Volviendo a lo escrito por Ackerman, ve a AMLO y al PRD “agotados”. Dice que la vía electoral de AMLO para conquistar Los Pinos “ha fracasado”. En cuanto al PRD, juzga que su participación en el Pacto por México “significa su muerte definitiva como una opción política de oposición”.

“¿Qué hacer?” se pregunta este autor. Contesta correctamente que lo primero es reconocer el tamaño de la derrota. Pero luego sus explicaciones sobre el fracaso de esta izquierda son discutibles, salvo la alusión a los “cultos unipersonales”, con lo que suponemos critica el endiosamiento que hacen de AMLO (y antes de Cárdenas) la mayoría de sus seguidores.

Ackerman ni menciona que AMLO tenía programada en 2006 la privatización petrolera.
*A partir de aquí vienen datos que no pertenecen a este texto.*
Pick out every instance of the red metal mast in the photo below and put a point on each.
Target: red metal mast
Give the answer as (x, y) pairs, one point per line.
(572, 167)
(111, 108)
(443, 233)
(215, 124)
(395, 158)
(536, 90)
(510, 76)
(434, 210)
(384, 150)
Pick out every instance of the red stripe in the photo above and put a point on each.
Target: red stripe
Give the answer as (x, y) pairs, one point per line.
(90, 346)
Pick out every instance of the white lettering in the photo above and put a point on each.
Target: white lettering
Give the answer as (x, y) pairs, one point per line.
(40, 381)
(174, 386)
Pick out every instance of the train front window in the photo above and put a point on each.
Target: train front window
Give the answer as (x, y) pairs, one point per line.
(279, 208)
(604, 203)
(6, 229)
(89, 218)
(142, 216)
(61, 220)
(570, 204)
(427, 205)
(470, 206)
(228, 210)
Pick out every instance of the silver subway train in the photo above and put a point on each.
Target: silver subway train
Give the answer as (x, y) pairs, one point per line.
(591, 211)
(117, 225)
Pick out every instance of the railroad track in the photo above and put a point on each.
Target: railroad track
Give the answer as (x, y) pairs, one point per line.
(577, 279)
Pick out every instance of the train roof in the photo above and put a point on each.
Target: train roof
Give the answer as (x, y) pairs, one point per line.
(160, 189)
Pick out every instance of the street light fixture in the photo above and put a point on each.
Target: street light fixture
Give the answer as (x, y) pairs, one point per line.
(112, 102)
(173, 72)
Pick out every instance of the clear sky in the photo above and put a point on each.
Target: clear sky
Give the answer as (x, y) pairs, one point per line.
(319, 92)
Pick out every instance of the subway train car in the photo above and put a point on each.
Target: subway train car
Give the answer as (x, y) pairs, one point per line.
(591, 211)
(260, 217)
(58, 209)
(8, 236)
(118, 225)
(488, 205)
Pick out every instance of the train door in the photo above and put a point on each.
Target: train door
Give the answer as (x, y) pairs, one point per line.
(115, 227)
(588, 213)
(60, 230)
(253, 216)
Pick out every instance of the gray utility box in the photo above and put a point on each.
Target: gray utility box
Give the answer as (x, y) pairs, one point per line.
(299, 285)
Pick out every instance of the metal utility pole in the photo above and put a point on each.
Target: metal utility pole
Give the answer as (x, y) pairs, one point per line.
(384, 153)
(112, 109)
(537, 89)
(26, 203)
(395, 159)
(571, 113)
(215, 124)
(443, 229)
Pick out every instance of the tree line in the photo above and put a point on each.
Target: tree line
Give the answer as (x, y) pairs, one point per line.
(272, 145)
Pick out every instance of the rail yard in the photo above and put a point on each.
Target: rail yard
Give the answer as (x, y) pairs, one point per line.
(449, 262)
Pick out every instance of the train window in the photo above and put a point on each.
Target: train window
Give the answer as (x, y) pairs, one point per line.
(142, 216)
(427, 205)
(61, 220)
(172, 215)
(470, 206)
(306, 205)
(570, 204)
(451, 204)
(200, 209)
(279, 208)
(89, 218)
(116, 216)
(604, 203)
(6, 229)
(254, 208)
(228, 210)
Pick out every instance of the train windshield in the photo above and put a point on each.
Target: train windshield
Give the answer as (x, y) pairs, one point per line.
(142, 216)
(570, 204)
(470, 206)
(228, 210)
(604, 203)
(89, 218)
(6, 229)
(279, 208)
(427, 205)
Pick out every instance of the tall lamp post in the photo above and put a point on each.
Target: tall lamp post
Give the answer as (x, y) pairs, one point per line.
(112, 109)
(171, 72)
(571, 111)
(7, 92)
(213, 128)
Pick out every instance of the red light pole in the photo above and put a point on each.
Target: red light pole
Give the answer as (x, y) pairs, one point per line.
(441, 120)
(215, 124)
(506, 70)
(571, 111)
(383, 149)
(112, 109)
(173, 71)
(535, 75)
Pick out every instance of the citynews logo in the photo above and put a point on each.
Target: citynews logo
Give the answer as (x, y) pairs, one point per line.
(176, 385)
En realidad, AMLO, como toda la corriente internacional que le es similar, se hizo neoliberal hace ya muchos años. Hubo, entonces, cuando menos, una falta de convicción en AMLO en la lucha contra la privatización. Jamás Morena pensó en llamar a los 15 millones que en julio de 2012 votaron por AMLO para presidente a hacer una huelga, por ejemplo. Fue contraproducente para la causa contra la privatización energética que el senador Manuel Bartlett –senador por gracia de AMLO- fuera el principal vocero contra el proyecto entreguista del PRI y el PAN. Ese senador es uno de los personajes más funestos en la historia reciente del país, perpetrador del más grande fraude electoral –el de 1988- y no digo lo que se está revelando sobre sus relaciones con el narco en los años 80.

AMLO y Morena han estado ausentes de las más importantes causas nacionales de estos años. Nunca AMLO llamó a luchar contra la militarización ordenada por Felipe Calderón. Y ello se debió a que esa política, la militarización, era la de AMLO en 2006, según se comprometió ante el embajador de EU en México, según cable de Wikileaks publicado por La Jornada.

Tampoco hizo nada AMLO, salvo tímidas y escasas declaraciones, a favor de los maestros y maestras de México en lucha contra la “reforma educativa”. La lucha más generalizada y más masiva en México desde 2006 no encontró nunca a Morena y a su jefe, salvo excepciones. AMLO fue pieza clave en que Gabino Cué ganara la gubernatura de Oaxaca. El año pasado ese gobernador suspendió los pagos a los maestros en huelga. Y el tabasqueño no dijo nada contra tal gobernador de “izquierda” que lo primero que hizo al asumir el cargo fue nombrar a una hija entenada de Elba Ester Gordillo su secretaria general de Gobierno. Desde el gobierno de Gabino se protegió a la sección 59. Y AMLO no dijo nada.

El otro gran movimiento que se está desatando en México desde hace meses y que arrecia, el de los policías comunitarios y las autodefensas, no concita ninguna solidaridad de AMLO, Morena y demás líderes. Y hace falta. Están presos muchos policías comunitarios como Nestora Salgado, la comandante de la policía popular de Olinalá.

Descubrir las causas reales de la debacle de esta “izquierda” es una necesidad para que pueda renacer una corriente revolucionaria, clasista e internacionalista, honrada, que es imprescindible en México.